I am stuck in an attempt to pass an interpolating function that was generated from a PDE solved using NDSolveValue to a second call to NDSolveValue for a solution to a simple ODE. Here is my code for what I thought would work:
(*First solve the PDE*)
Subscript\[t, cyc\] = 15; d = 0.8; c0 = 0.01;
ic := c\[x, 0\] == 0.01;
bc1 := c\[0, t\] == 0.1;
bc2 := NeumannValue\[0, x == d\];
ics := s\[x, 0\] == 0;
csat = 0.1; v = 0.1; Tamb = 30;
Tadsf := Tamb + 6*t;
\[CapitalOmega\] = Line\[{{0}, {d}}\];
pdec = D\[c\[x, t\], t\] ==
bc2 + v*c\[x, t\]/csat*Tadsf/Tamb*D\[c\[x, t\], {x, 2}\]
solc = First@
NDSolveValue\[{pdec, bc1, ic}, {c}, {t, 0, Subscript\[t, cyc\]},
x \[Element\] \[CapitalOmega\], AccuracyGoal -\> 10,
PrecisionGoal -\> 10\]
(*Compute time derivative*)
mdotc = D\[solc\[x, t\], t\]
(*This line integral is what I was wanting to use in an ODE for NDSolve*)
imdotc\[t\_?NumericQ\] :=
1/d\*NIntegrate\[mdotc, {x, 0, d}, MaxRecursion -\> 50,
Method -\> "LocalAdaptive"\]
(*If you plot it, the function looks fine*)

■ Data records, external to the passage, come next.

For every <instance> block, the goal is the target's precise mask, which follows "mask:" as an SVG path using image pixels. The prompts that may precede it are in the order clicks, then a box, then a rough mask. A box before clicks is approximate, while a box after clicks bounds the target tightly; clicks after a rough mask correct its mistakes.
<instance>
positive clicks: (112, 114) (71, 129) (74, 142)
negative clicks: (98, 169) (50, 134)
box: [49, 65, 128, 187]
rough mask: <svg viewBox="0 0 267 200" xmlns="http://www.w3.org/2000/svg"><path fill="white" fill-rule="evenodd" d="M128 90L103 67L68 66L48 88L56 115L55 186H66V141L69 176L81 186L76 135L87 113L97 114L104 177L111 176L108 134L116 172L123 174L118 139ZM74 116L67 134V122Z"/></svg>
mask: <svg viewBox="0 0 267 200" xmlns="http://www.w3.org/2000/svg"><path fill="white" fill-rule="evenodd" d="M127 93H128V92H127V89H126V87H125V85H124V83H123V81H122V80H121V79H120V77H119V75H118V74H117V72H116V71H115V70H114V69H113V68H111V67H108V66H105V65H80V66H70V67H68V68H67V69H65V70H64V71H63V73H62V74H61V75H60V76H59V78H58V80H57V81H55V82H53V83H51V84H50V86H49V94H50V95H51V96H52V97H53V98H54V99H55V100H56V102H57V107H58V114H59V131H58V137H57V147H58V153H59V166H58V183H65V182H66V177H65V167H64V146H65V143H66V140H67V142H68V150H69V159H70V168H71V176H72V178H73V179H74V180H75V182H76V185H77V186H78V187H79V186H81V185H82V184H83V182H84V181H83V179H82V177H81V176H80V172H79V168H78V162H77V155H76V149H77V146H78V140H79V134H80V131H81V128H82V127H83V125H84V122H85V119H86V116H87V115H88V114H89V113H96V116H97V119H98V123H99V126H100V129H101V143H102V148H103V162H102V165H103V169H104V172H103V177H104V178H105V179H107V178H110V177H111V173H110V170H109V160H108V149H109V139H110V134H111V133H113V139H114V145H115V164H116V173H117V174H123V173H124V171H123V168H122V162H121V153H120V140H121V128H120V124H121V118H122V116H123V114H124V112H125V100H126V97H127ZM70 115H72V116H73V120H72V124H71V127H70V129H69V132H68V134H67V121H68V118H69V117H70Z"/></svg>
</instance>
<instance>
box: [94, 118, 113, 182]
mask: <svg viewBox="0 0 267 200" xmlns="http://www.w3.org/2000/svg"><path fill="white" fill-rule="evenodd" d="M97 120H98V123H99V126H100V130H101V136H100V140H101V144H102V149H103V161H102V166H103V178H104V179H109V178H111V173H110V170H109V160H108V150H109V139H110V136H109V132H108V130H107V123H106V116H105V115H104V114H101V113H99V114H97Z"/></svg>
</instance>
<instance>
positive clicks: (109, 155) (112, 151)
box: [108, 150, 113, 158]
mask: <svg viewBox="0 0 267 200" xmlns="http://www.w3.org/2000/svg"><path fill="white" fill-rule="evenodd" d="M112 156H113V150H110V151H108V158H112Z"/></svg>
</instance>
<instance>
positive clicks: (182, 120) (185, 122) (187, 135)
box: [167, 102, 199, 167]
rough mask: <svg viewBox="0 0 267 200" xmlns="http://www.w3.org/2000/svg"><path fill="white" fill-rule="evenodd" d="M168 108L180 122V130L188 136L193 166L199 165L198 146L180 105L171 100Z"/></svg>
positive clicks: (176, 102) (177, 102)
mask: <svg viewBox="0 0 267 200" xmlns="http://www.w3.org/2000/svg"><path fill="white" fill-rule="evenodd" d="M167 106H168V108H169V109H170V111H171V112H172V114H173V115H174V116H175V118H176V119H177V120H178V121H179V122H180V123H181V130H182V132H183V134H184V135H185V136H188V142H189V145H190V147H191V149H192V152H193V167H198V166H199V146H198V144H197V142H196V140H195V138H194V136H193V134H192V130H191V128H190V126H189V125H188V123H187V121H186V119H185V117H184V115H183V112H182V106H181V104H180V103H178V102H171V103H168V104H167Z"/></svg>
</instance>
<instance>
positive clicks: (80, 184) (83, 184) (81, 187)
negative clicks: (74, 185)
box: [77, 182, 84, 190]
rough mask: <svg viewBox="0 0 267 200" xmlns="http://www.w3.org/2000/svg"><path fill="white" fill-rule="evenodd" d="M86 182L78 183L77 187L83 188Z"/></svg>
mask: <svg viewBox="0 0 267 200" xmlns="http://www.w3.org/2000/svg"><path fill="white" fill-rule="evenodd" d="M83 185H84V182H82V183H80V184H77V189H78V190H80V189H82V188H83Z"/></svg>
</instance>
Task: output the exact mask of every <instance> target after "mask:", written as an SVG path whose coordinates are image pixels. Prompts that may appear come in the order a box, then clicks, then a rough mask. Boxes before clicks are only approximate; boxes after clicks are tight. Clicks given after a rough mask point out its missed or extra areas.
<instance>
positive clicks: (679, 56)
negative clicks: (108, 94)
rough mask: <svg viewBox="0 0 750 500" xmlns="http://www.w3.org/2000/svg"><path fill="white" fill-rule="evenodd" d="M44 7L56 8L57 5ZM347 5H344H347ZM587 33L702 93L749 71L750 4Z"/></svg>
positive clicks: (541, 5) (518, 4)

Plot\[imdotc\[t\], {t, 0, Subscript\[t, cyc\]}, PlotRange -\> Full,
AxesLabel -\> Automatic\]
(*But if passed into this simple ODE, NIntegrate fails with many error messages*)
icTads := Tads\[0\] == 30;
vair = 0.5; dH = 400;
ode := D\[Tads\[t\], t\] == -vair\*(Tads\[t\] - Tamb) + dH\*imdotc\[t\]
solT = NDSolveValue\[{ode, icTads}, Tads, {t, 0, Subscript\[t, cyc\]}\]
I am probably doing something simple wrong and would appreciate any help. I was able to get a solution for the ODE by using Integrate instead of NIntegrate for the imdotc function. With that running in NDSolve, NIntegrate convergence failures after 9 recursive bisections are reported but the solve completes and the solT[t] solution looks OK. Because there are no options to increase the MaxRecursion in Integrate, there is no way to fix this.
Any advice on a better way to approach this would be appreciated.